Whether I love you? You do not ask
Nor waste yourself on the thankless task.
I give your kisses at least return,
What matter whether they freeze or burn.
I feel the strength of your fervent arms,
What matter whether it heals or harms.

You are wise; you take what the Gods have sent.
You ask no questions, but rest content
So I am with you to take your kiss,
And perhaps I value you more for this.
For this is Wisdom; to love, to live,
To take what Fate, or the Gods, may give,
To ask no question, to make no prayer,
To kiss the lips and caress the hair,
Speed passion’s ebb as you greet its flow,–
To have,-to hold,-and,-in time,-let go!

And this is our Wisdom: we rest together
On the great lone hills in the storm-filled weather,
And watch the skies as they pale and burn,
The golden stars in their orbits turn,
While love is with us, and Time and Peace,
And life has nothing to give but these,
But, whether you love me, who shall say.
Or whether you, drifting down my way
In the great sad River of Chance and Change,
With your looks so weary and words so strange,
Lit my soul from some hidden flame
To a passionate longing without a name,
Who shall say?
Not I, who am but a broken boat,
Content for a while to drift afloat
In the little noontide of love’s delights
Between two Nights.

~Laurence Hope~

When

When you’re lonely,
I wish you love.
When you’re down,
I wish you joy.
When you’re troubled,
I wish you peace.
When things are complicated,
I wish you simple beauty.
When things are chaotic,
I wish you inner silence.
When things look empty,
I wish you hope.

The Laws Of God, The Laws Of Man

The laws of God, the laws of man,
He may keep that will and can;
Not I: let God and man decree
Laws for themselves and not for me;
And if my ways are not as theirs
Let them mind their own affairs.
Their deeds I judge and much condemn,
Yet when did I make laws for them?
Please yourselves, say I, and they
Need only look the other way.
But no, they will not; they must still
Wrest their neighbor to their will,
And make me dance as they desire
With jail and gallows and hell-fire.
And how am I to face the odds
Of man’s bedevilment and God’s?
I, a stranger and afraid
In a world I never made.
They will be master, right or wrong;
Though both are foolish, both are strong.
And since, my soul, we cannot fly
To Saturn nor to Mercury,
Keep we must, if keep we can,
These foreign laws of God and man.
~A.E. Housman~

Scandal – Live it Down!

Should envious tongues some malice frame,
To soil and tarnish your good name,
Live it down!

Grown not disheartened, ’tis the lot
Of all men, whether good or not:
Live it down!

Rail not in answer, but be calm,
For silence yields a rapid balm:
Live it down!

Go not among your friend and say,
Evil hath fallen on my way:
Live it down!

Far better thus yourself alone
to suffer, than with friends bemoan
The trouble that is all your own
Live it down!

What though men evil call your good!
So  Christ himself, misunderstood,
Was nail’d unto a cross of wood!
Live it down!

And now shall you, for lesser pain,
Your inmost soul forever stain,
By rendering evil back again?
Live it down!

Atalanta in Calydon

An excerpt from the verse of Greek Style Drama…

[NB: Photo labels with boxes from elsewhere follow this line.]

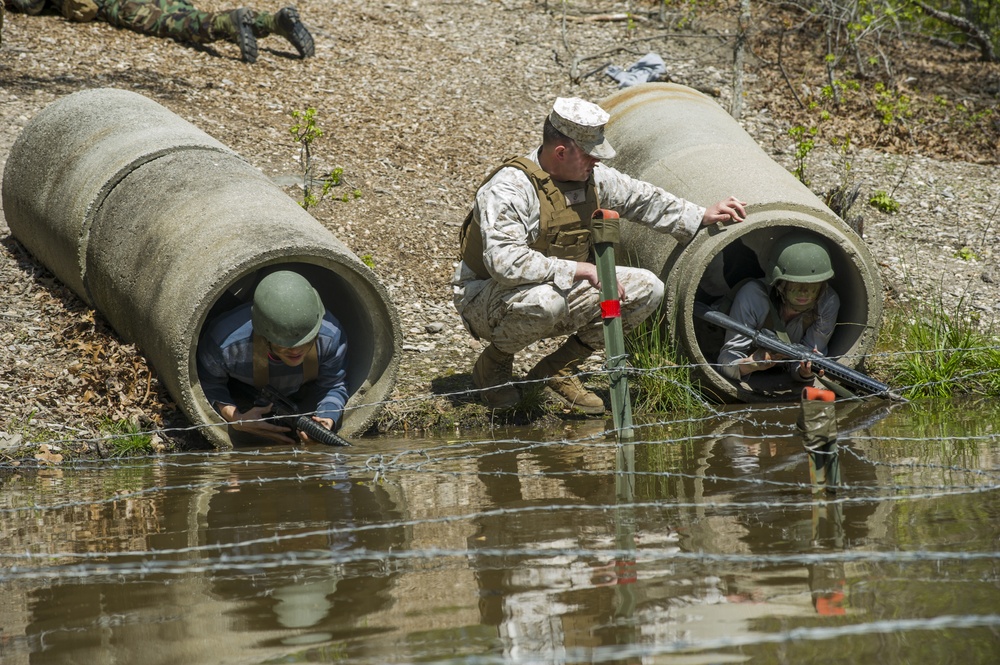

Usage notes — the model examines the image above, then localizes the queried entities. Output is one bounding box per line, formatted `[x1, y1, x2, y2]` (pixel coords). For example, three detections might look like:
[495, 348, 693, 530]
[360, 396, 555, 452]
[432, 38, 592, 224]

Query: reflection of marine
[198, 270, 347, 442]
[7, 0, 316, 62]
[719, 232, 840, 381]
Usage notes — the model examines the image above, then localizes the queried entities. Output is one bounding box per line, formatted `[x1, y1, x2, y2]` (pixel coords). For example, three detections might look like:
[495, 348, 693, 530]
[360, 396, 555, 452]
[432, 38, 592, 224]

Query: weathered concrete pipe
[601, 83, 883, 402]
[3, 89, 401, 448]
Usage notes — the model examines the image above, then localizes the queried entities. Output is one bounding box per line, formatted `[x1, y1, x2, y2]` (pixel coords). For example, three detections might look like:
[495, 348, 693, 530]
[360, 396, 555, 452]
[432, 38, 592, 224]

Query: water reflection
[0, 402, 1000, 664]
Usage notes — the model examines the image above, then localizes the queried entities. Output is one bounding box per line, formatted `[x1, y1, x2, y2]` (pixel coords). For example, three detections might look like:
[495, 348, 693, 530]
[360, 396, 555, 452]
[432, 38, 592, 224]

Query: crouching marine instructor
[198, 270, 348, 443]
[452, 98, 746, 414]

Before the beginning of years
There came to the making of man
Time, with a gift of tears;
Grief, with a glass that ran;
Pleasure, with pain for leaven;
Summer, with flowers that fell;
Remembrance, fallen from heaven,
And madness risen from hell;
Strength without hands to smite;
Love that endures for a breath;
Night, the shadow of light,
And Life, the shadow of death.
~Algernon Charles Swinburne~

The Dictators

Cambodia’s National Day of Hatred commemorates the more than 2.7 million people who died during the reign of terror by the Pol Pot regime…

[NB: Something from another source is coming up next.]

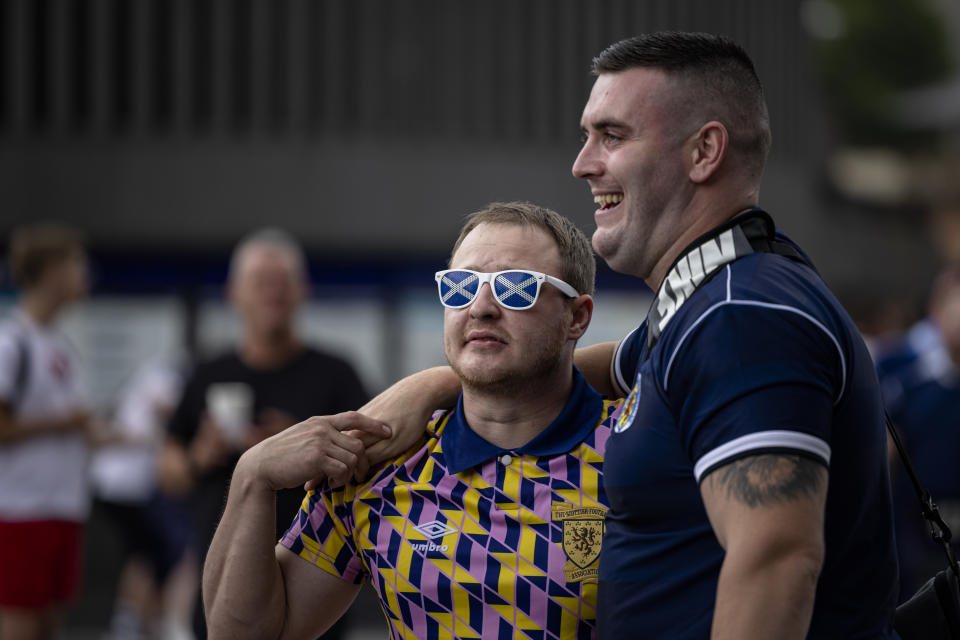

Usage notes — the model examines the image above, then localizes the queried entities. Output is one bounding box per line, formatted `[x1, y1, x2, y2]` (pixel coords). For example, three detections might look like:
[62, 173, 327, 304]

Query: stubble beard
[447, 322, 566, 396]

An odor has remained among the sugarcane:
a mixture of blood and body, a penetrating
petal that brings nausea.
Between the coconut palms the graves are full
of ruined bones, of speechless death-rattles.
The delicate dictator is talking
with top hats, gold braid, and collars.
The tiny palace gleams like a watch
and the rapid laughs with gloves on
cross the corridors at times
and join the dead voices
and the blue mouths freshly buried.
The weeping cannot be seen, like a plant
whose seeds fall endlessly on the earth,
whose large blind leaves grow even without light.
Hatred has grown scale on scale,
blow on blow, in the ghastly water of the swamp,
with a snout full of ooze and silence.